The spoof Wendi Deng account, @wendi_deng, appeared on New Year’s Day within hours of Rupert Murdoch’s authentic Twitter debut, @rupertmurdoch, on New Year’s Eve.
Although the account was acknowledged by its author as a fake on Tuesday afternoon, it already had operated for two days with Twitter’s signature blue tick of authenticity — raising serious questions about the social-media platform’s usually bulletproof verification process.
The spoof also had credibility because a News International spokeswoman told journalists that the Wendi Deng Twitter account was authentic. Those confirmations have since been withdrawn and News International has told The Hollywood Reporter that the confirmation was “unintentional and mistaken.”
What does seem clear is that for more than 48-hours no one within News Corp appeared to have been able to find out from the real Wendi Deng whether she was Tweeting, or was able to alert Rupert Murdoch to the fact that someone masquerading as his wife was offering extraordinary insights into their marriage and relationship.
The couple were holidaying in St Barts until Jan. 1.
“It is deeply embarrassing. There are obviously going to be a few red faces at News Corp. and more at Twitter,” says London-based celebrity PR James Herring, co-founder of Taylor Herring, who suggests that PR execs at the global media giant may have relied on the Twitter verification as evidence that the spoof was genuine.
“No one made the crucial call. Everyone thinks that when a blue tick appears on Twitter, it is legitimate.”
A total of almost 100,000 people were following the two accounts by Jan. 3, with the significant majority following the News Corp. CEO.
When the person behind the spoof eventually admitted “this is a fake account” Tuesday afternoon, even the hoax perpetrator — who has opted to remain anonymous — expressed astonishment that the charade had been allowed to continue for so long.
“I was surprised — and even a little alarmed — when I saw the Verified tick appear on the profile,” he/she posted, still under the @wendi_deng handle.
“It might be a small matter, but you have to worry about the management of News International and Twitter if they can both readily confirm, for a while at least, that this was the account of a very noted personality.”

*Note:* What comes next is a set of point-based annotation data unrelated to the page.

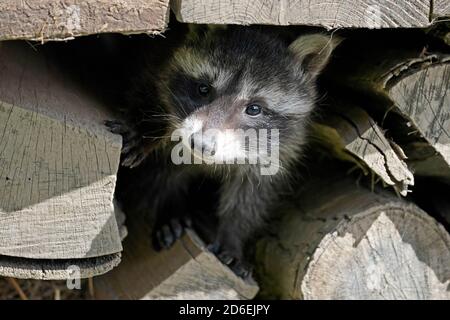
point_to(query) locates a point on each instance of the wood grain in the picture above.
(350, 134)
(45, 20)
(58, 163)
(345, 242)
(441, 8)
(330, 14)
(185, 271)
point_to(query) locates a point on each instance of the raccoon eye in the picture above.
(253, 110)
(204, 89)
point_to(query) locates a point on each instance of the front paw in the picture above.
(133, 152)
(166, 234)
(232, 258)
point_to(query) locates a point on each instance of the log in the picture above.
(45, 20)
(348, 133)
(329, 14)
(58, 166)
(341, 241)
(185, 271)
(406, 89)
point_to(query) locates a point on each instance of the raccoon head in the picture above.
(225, 84)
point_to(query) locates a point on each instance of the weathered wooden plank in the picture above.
(330, 14)
(441, 8)
(58, 163)
(424, 99)
(405, 87)
(340, 241)
(185, 271)
(350, 134)
(55, 20)
(57, 269)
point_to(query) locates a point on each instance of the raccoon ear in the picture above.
(313, 51)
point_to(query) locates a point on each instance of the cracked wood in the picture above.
(330, 14)
(45, 20)
(58, 165)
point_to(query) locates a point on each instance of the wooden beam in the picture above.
(57, 269)
(330, 14)
(348, 133)
(45, 20)
(58, 163)
(185, 271)
(341, 241)
(405, 88)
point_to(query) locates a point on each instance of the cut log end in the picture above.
(185, 271)
(354, 244)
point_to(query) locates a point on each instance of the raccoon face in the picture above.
(226, 85)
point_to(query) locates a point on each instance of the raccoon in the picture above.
(222, 80)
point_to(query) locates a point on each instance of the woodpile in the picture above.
(363, 229)
(345, 242)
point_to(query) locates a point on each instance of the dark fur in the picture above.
(282, 79)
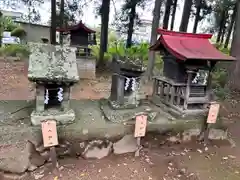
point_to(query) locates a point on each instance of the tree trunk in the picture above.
(174, 13)
(197, 16)
(186, 15)
(230, 27)
(53, 22)
(155, 25)
(61, 21)
(167, 14)
(104, 30)
(234, 71)
(130, 26)
(221, 25)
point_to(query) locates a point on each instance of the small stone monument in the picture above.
(125, 85)
(54, 71)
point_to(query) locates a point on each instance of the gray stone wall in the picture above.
(86, 67)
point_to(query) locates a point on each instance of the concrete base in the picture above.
(62, 117)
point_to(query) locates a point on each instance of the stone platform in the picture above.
(61, 117)
(90, 123)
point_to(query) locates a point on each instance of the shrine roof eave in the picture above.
(188, 46)
(80, 25)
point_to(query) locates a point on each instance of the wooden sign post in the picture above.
(211, 119)
(50, 139)
(140, 130)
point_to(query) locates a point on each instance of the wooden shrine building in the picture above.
(185, 86)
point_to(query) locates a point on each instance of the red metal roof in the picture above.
(80, 25)
(189, 46)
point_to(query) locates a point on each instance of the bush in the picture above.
(15, 50)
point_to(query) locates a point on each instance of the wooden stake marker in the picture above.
(140, 130)
(50, 138)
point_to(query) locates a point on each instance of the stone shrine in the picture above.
(53, 69)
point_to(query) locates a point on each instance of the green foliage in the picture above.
(6, 24)
(122, 17)
(15, 50)
(18, 32)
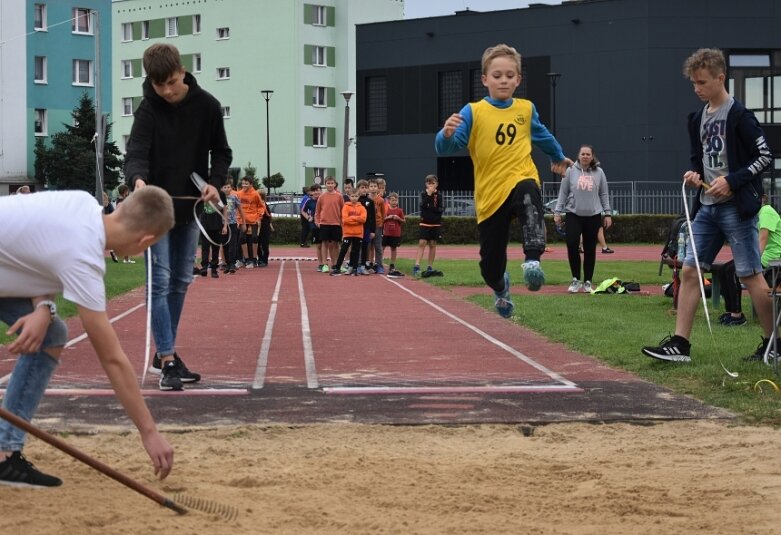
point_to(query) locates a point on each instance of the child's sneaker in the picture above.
(16, 471)
(533, 276)
(587, 287)
(732, 321)
(504, 305)
(672, 348)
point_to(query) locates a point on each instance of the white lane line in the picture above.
(4, 379)
(306, 336)
(260, 370)
(514, 352)
(486, 389)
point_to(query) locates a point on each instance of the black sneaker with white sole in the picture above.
(169, 377)
(16, 471)
(185, 374)
(672, 348)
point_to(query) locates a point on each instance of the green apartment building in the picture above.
(302, 50)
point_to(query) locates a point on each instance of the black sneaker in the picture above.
(184, 374)
(16, 471)
(169, 377)
(759, 353)
(672, 348)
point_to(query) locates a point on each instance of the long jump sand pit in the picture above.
(670, 477)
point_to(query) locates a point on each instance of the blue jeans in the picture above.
(717, 223)
(31, 373)
(173, 258)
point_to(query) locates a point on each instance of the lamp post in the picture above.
(346, 95)
(554, 77)
(267, 95)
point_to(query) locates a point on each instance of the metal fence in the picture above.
(629, 197)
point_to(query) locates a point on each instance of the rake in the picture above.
(227, 512)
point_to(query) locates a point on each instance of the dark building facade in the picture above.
(612, 69)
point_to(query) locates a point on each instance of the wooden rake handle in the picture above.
(89, 461)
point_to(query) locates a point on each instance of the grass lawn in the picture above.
(612, 328)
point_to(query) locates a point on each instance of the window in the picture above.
(40, 69)
(82, 72)
(754, 80)
(39, 17)
(477, 89)
(318, 96)
(82, 20)
(318, 55)
(171, 27)
(318, 137)
(318, 15)
(40, 122)
(127, 69)
(450, 99)
(376, 104)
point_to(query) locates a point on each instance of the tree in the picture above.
(274, 181)
(69, 160)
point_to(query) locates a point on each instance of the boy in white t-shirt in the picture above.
(67, 256)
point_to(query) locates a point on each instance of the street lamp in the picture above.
(267, 95)
(554, 76)
(346, 95)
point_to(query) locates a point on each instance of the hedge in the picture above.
(460, 230)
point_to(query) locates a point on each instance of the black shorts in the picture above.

In what will surely go down as one of the most successful Twitter hoaxes to date, the fake Wendi Deng successfully concocted an elaborate interplay with the genuine Twitter feed @rupertmurdoch, which even company insiders and those who know the couple did not publicly challenge.
“Explaining to @rupertmurdoch about being careful with humor online. Sometimes it comes out as rude!” wrote one @wendi_deng tweet posted after a genuine tweet from the News Corp. boss about whether the U.K. had too many holidays for a “broke” nation.
On numerous occasions, the fake account appeared to take responsibility for gaffes made by @rupertmurdoch, giving the impression that the two were in constant discussion about their progress: “RUPERT!!! Delete tweet,” “EVERY1 @rupertmurdoch was only having a joke pROMISE !!!”
The dual feeds appeared to shed light on the relationship between the octogenarian media mogul and his third wife, the Chinese-born Deng, who won a legion of fans after defending her husband from a custard-pie thrower earlier this summer.
The upbeat bubbly tone included such tweets as “@rupertmurdoch teasing me saying he got people following him more quickly than me!! He’s so cheeky!!!” and “who should @rupertmurdoch and I be following??? Tell us!”
The @wendi_deng account announced itself as “joining my husband @rupertmurdoch in our new digital adventure on Twitter” just hours after Murdoch’s own Twitter debut on New Year’s Eve.
The timing is part of the ruse’s success, says PR specialist Herring.
“All credit to the spoofer for being able to create a character so convincing that even Rupert Murdoch’s own people felt it was the real deal,” he says.
“But the New Year holiday and the weekend allowed this to go on two days more than it should have.”